In the fourth embodiment, it is assumed that the first light emitting section 38 and the second light emitting section 39 in the first light emitting layer 32 C perform light emission with respective different colors simultaneously by the excitation light Le from the light source part 11 . However, the first light emitting section 38 and the second light emitting section 39 may be illuminated separately. In this case, for example, when the first light emitting section 38 and the second light emitting section 39 are vertically aligned as in the fourth embodiment, a light source part having the same configuration as that of the light source part 11 is provided on the upper side, and a light shielding member or a reflective member is provided inside the support member 31 C in accordance with the separation between the first light emitting section 38 and the second light emitting section 39 . Consequently, when the light source part 11 is turned on, only the second light emitting section 39 can be illuminated, and when the upper light source part is turned on, only the first light emitting section 38 can be illuminated, and the first light emitting section 38 illuminated in red can be used as a tail lamp and the second light emitting section 39 illuminated in yellow can be used as a turn lamp (signal light).

Fifth Embodiment

Now, a vehicular lamp 50 D of a fifth embodiment which is an embodiment of the present disclosure will be described with reference to FIG. 6 . The vehicular lamp 50 D is one obtained by changing the installation position in the lamp chamber 52 of the vehicular lamp 50 of the first embodiment, and is used as a tail lamp. A basic concept and a configuration of the vehicular lamp 50 D are the same as those of the vehicular lamp 50 of the first embodiment, and therefore the same reference numerals are affixed to parts having the same configurations, and detailed description will be omitted.
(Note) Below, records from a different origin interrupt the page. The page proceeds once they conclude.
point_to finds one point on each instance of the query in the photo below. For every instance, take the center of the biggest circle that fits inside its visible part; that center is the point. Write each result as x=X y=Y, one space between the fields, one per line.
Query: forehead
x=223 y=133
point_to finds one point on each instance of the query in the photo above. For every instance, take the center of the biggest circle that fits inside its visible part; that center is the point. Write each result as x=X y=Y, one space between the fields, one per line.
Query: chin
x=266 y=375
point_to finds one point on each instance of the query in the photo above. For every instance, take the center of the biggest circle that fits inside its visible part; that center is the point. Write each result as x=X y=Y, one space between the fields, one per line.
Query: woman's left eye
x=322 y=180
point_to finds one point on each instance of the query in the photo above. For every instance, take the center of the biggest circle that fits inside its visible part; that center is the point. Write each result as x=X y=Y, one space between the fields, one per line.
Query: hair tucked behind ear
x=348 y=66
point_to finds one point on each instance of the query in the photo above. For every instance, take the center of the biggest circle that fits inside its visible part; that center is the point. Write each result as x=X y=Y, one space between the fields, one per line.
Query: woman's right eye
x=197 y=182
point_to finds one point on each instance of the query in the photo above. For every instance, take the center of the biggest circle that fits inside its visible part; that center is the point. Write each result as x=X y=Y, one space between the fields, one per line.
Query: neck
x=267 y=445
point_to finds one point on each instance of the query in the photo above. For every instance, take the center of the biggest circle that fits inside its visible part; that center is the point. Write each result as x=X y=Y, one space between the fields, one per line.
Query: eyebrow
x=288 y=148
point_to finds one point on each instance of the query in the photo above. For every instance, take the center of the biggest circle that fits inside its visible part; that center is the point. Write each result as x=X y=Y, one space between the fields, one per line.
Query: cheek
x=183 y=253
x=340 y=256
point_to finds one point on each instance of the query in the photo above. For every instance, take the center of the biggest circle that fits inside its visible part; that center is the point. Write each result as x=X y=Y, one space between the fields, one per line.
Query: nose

Alight source part 11 D emits excitation light Le, has a light source 21 and a support substrate 22 , and is provided with the support substrate 22 on a heat radiating member 13 D via a bracket or the like. The heat radiating member 13 D is disposed such that a surface mounted with the support substrate 22 is directed toward an outer lens 51 D.

The outer lens 51 D thereof includes a light emitting layer 32 D as a light emitting part that emits generated light Lg by being irradiated with excitation light Le, a sealing part 33 D that seals the light emitting layer 32 D, and a filter part 53 D that inhibits the transmission of ultraviolet rays. The light emitting layer 32 D is provided on an inner surface 51 a of the outer lens 51 D in the fifth embodiment. This light emitting layer 32 D is formed in the form of a thin film by the inner surface 51 a being subjected to deposition treatment in the same manner as the light emitting layer 32 of the first embodiment, and emits the generated light Lg of red light. The light emitting layer 32 D is transparent in a state in which there is no irradiation with the excitation light Le.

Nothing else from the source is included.